20 Questions — Soul-Style

1. Who are you?

I’m assuming you mean this in the conventional sense. I’m Gail Brenner, PhD, psychologist, blogger, author.

2. What do you do?

My work offers a bridge between common psychological problems that people experience and true spiritual understanding about the nature of reality. I’m most interested in the ways that people get stuck and helping them to shed false identities so they can know how beautiful they really are. From that foundation, I see people individually, I facilitate a group with the theme of living in truth, and I write. My forthcoming book is, “The Way of Yes: Finding Peace and Happiness Right at the Heart of Your Messy, Scary, Brilliant Life.”

3. Why do you do it?

I find that trying to answer any “why” question brings a contraction to my mind as it searches for an answer. I do what I feel moved to do, what gives me joy. It’s natural.

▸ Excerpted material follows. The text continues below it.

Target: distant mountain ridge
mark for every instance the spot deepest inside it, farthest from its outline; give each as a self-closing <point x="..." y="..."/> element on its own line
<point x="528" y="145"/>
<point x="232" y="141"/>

4. How did you find your way to it?

Psychology has been an interest of mine since the beginning of college. I was always looking for answers to deeper questions and always wanted to figure out how to be truly happy. Traditional therapy didn’t help much. But I was eventually led to teachers and teachings that showed me the way. I was on fire to know the truth about how things are — it was the whole focus of my time and activities.

5. How do you feel when you do it?

Very much in the flow. “I” am out of the way, so there is just the emerging of whatever happens, with no resistance. It’s very spontaneous and light.

6. What is the joy that keeps you up at night?

Simply being, ideas I want to write about, ideas for new projects.

7. What is one thing you still have to practice every day?

There’s nothing I feel I need to practice every day. Sometimes I’ll feel stressed, which is a sign that my mind has left the present and has created an imaginary urgency about what needs to be done. It’s an opportunity to unwind that thought pattern and return to the ordinary peaceful state of being. And when I’m triggered in interactions with my partner, I get to stop and feel the frustration and what’s behind it.

8. What are you always searching for?

I used to search for lasting peace and happiness. In the way I experience things now, I no longer search for anything. There isn’t one thing missing, nothing to add to make this moment better. It’s living in loveliness.

9. What have you found after searching?

Fulfillment, abundance, deep rest, effortless peace, ease of being, joy — all without end or boundary.

10. How do you stay connected to your inner core of peace?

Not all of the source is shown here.